Pour des espaces de travail inclusifs

  • Bureau
  • Design
  • RSE

Experts

L’environnement de travail peut-il favoriser la mise en place de politiques inclusives dans les entreprises ? C’est pour répondre à cette question que nous sommes allés à la rencontre de Maya Hagège, Déléguée Générale de l’Association Française des Managers de la Diversité (AFMD), et du Professeur Giulio Ceppi, architecte, designer et professeur à L’Université Polytechnique de Milan, qui a accompagné Covivio dans la réalisation de l’étude « Du lieu de travail au lieu de vie - Scénarios et recommandations pour concevoir des espaces de travail plus inclusifs ».

Quand on parle d’inclusion en entreprise, de quoi parle-t-on ?

Maya Hagège : L’inclusion, c’est une culture qui garantit que chaque salarié se sente traité avec respect et équité, valorisé comme un individu unique, se sente appartenir à l’organisation, et qu’il ait la légitimité, ainsi que le pouvoir d’exprimer ses idées et de collaborer avec les autres. L’inclusion est une démarche que l’on réalise en parallèle de la mise en place de politiques de non-discrimination et de diversité. Pour le dire simplement, on ne peut pas « faire de l’inclusion » si on continue à discriminer. La non-discrimination, parce qu’elle amène à éviter des différences de traitement non justifiées, est un vecteur d’inclusion.
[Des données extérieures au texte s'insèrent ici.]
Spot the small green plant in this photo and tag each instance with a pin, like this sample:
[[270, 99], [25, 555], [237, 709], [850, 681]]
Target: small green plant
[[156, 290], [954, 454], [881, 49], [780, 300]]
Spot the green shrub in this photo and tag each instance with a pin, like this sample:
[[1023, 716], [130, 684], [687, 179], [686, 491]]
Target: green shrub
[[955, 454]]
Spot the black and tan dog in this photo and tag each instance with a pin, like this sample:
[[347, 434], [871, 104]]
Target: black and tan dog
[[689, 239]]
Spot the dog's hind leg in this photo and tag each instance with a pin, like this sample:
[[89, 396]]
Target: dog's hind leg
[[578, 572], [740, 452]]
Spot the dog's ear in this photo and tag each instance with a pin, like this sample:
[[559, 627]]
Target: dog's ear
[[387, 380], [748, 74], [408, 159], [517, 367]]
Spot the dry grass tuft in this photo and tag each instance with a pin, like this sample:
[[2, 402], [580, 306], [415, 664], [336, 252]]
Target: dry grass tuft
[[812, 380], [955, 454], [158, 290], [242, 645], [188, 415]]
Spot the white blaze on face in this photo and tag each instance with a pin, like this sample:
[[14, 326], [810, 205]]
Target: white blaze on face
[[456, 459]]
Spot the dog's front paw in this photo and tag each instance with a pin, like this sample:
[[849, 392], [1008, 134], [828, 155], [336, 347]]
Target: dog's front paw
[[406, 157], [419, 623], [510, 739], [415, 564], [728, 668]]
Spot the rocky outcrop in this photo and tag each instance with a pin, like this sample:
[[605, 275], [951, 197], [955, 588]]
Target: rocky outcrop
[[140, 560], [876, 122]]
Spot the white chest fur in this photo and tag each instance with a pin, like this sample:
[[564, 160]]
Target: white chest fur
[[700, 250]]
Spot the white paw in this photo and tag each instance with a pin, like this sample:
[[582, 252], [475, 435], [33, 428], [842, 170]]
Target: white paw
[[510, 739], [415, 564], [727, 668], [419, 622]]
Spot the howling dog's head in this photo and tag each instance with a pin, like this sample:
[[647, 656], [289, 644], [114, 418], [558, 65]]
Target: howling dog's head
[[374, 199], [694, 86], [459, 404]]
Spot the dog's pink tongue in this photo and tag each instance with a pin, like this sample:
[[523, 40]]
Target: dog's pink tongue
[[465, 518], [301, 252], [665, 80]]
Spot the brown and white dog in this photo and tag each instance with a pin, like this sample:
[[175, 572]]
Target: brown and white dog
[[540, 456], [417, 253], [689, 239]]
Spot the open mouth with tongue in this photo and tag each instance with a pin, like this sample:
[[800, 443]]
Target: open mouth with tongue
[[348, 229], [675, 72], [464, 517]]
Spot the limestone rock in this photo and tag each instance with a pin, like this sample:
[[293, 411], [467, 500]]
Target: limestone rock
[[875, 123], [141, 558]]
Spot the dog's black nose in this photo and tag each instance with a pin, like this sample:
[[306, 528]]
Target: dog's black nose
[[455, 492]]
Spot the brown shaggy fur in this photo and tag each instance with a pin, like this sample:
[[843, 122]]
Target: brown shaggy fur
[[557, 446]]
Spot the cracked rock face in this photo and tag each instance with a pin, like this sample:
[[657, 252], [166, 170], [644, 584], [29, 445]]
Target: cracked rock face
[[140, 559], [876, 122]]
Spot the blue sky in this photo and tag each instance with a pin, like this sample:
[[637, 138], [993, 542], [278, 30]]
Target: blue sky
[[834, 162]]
Professeur Giulio Ceppi : Une politique d’inclusion permet d’instaurer une culture d’entreprise inclusive, c’est-à-dire fondée sur la valorisation des différences individuelles. La mise en œuvre de politiques de diversité et d’inclusion dans les entreprises favorise le sentiment d’appartenance à l’entreprise. C’est donc un véritable atout stratégique de performance pour les organisations.

Comment définiriez-vous un bureau inclusif ?

Professeur Giulio Ceppi : Un bureau inclusif tient compte de la diversité des besoins et des préférences des collaborateurs. Il ne sépare pas les collaborateurs, il n’attire pas l’attention sur eux, il ne stigmatise personne, créant ainsi un environnement de travail serein et, par conséquent, une organisation plus innovante et plus productive.
Concevoir un lieu de travail inclusif ne signifie pas seulement se concentrer sur les différences physiques et culturelles, mais aussi sur les différents styles de travail et les différents besoins concernant l’utilisation de l’espace, le design, les meubles, ainsi que les activités et les services offerts dans les bureaux.

Un bureau inclusif prend en compte la diversité des collaborateurs qui évoluent au sein de l’entreprise, ainsi que la réalité des situations de toutes les personnes qui composent le collectif de travail.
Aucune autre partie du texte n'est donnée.